Thorne Princess(122)



“You’re thinking about how nice Jeff is again,” Ransom murmurs, looking about ready to punch a wall.

“The devil called. He wants his attitude back.” I laugh.

“Tell him he should know better than to ask a bastard like me for anything. I’m keeping it.”

Despite the traffic, we get to LAX in time. We park in the long-term parking lot and check our bags and ourselves into the next flight to Dallas. We hold hands. We grin at each other. We’re the couple I used to look at from across the street and loathe, because they looked so wholesome.

“Are you having second thoughts?” he asks.
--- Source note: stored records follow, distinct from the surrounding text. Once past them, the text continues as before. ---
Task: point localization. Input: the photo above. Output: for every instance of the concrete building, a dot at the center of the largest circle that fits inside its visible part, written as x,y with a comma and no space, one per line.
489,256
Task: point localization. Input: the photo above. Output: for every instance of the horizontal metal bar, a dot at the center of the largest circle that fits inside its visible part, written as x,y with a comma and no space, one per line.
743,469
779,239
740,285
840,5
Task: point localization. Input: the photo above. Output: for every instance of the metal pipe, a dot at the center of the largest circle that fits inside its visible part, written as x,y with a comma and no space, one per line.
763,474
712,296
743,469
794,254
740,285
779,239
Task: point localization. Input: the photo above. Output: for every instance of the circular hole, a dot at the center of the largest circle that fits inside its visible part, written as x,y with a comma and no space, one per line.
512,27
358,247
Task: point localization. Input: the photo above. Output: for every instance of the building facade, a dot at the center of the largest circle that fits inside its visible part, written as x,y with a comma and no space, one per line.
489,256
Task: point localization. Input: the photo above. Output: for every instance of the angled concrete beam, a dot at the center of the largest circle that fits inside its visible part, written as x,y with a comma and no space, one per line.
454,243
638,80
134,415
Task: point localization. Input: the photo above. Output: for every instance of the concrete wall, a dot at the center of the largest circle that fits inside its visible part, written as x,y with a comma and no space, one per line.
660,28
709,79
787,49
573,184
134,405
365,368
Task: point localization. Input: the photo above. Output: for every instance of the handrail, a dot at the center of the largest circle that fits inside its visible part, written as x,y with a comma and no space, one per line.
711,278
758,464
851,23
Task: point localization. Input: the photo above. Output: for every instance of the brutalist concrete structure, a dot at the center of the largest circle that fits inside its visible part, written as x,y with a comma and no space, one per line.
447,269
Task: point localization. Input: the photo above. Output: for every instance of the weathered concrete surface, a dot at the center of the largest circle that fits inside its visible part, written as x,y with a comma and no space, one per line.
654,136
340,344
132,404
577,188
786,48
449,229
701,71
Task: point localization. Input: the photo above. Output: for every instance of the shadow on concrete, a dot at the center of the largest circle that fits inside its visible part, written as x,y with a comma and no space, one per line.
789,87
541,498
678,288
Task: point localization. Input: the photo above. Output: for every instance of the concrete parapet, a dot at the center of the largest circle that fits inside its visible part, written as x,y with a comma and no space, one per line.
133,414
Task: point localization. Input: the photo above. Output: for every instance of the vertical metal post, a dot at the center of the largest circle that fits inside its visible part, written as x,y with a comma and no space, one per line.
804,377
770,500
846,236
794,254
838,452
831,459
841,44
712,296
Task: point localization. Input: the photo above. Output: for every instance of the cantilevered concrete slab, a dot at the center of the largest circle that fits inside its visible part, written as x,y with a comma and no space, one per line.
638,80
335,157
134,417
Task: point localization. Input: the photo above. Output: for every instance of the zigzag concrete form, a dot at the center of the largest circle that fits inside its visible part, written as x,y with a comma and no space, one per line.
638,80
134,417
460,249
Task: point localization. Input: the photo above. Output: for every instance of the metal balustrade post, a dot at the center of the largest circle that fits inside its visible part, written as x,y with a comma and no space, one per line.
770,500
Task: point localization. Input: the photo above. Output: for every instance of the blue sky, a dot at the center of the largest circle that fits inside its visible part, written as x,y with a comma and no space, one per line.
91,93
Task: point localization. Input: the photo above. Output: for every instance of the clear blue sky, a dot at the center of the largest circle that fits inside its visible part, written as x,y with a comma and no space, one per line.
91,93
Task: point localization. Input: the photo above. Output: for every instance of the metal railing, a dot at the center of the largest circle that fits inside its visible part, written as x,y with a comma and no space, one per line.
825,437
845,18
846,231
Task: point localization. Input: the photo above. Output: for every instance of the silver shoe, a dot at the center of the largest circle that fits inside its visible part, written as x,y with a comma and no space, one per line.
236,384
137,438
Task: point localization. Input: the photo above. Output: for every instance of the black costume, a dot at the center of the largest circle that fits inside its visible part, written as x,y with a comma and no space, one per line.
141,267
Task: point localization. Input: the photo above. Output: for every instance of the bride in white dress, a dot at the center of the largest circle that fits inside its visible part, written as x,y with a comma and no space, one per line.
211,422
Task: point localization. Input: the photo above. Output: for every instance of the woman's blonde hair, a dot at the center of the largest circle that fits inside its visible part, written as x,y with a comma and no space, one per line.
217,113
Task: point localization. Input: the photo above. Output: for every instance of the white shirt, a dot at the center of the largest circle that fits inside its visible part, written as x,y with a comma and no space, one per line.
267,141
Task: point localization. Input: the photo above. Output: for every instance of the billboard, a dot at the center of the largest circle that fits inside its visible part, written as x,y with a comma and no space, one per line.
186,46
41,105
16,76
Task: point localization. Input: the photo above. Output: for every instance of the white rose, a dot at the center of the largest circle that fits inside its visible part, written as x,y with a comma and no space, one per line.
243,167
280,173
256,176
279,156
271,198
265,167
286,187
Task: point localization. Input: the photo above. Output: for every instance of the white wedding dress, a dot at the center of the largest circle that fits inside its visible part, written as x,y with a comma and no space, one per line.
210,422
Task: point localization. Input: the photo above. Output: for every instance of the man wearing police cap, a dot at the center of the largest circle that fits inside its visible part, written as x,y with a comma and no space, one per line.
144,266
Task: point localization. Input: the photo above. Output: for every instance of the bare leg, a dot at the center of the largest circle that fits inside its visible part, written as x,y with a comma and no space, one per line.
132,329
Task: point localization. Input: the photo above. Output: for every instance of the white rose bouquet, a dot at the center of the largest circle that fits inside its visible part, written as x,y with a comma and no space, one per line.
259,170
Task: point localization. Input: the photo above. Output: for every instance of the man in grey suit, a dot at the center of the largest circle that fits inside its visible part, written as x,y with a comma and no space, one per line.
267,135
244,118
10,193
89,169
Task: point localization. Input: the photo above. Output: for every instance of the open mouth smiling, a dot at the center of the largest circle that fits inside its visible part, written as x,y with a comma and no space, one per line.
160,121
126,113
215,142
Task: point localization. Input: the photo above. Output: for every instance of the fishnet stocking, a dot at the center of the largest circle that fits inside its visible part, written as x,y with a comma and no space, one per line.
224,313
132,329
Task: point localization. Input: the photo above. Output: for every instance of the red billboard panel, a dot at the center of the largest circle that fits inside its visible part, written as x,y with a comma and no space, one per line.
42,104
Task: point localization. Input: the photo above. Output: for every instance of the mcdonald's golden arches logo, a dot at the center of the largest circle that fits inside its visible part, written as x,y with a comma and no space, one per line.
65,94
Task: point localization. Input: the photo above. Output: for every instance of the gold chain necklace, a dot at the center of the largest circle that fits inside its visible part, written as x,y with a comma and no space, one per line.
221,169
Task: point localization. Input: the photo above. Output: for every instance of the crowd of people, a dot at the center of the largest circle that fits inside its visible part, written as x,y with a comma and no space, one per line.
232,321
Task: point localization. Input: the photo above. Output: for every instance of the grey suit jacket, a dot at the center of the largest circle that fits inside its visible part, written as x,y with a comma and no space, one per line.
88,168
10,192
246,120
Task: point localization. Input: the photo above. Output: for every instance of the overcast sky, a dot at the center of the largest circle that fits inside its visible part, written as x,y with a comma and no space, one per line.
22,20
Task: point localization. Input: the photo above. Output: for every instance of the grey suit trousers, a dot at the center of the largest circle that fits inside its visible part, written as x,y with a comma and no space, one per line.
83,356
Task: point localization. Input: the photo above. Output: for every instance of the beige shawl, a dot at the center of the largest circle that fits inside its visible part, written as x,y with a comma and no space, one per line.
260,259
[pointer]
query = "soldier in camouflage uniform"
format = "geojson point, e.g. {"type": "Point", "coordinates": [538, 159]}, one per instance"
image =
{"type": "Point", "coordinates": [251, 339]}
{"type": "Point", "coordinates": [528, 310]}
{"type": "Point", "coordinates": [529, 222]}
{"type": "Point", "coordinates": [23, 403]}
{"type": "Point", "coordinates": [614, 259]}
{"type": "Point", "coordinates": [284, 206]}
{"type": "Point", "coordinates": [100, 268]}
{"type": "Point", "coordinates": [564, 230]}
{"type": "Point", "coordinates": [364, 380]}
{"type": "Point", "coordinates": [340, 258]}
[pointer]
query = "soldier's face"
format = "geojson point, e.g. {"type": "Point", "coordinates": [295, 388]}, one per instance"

I know he means about moving to Chicago.

“Not really.” I scrunch my nose. “I know you can’t move your business elsewhere. I can. Art doesn’t have an address. Its home is in our souls.”

Ever since his cybersecurity department opened, it blew up. Ransom travels a lot, but his hub remains in Chicago.

“That is the most Hallie statement I’ve ever heard.” He smiles.

He squeezes my hand, bringing it over to his mouth, brushing his lips against the back of it.

“You’d have done the same for me,” I say, knowing it’s the truth.

“In a heartbeat.”

A make-out session on the terminal seats and a coffee later, we board the plane. I no longer travel to Texas with lead in the pit of my stomach. I feel good. Light, even. I have my own room in my parents’ house. And Mom makes it a point to free up time for me whenever I’m there to go shopping, eat, or just head out for a nice stroll. It’s still not the kind of relationship I’d dreamed of when I lay in a strange bed in a foreign country, in boarding school accommodations that didn’t belong to me. But it’s a start.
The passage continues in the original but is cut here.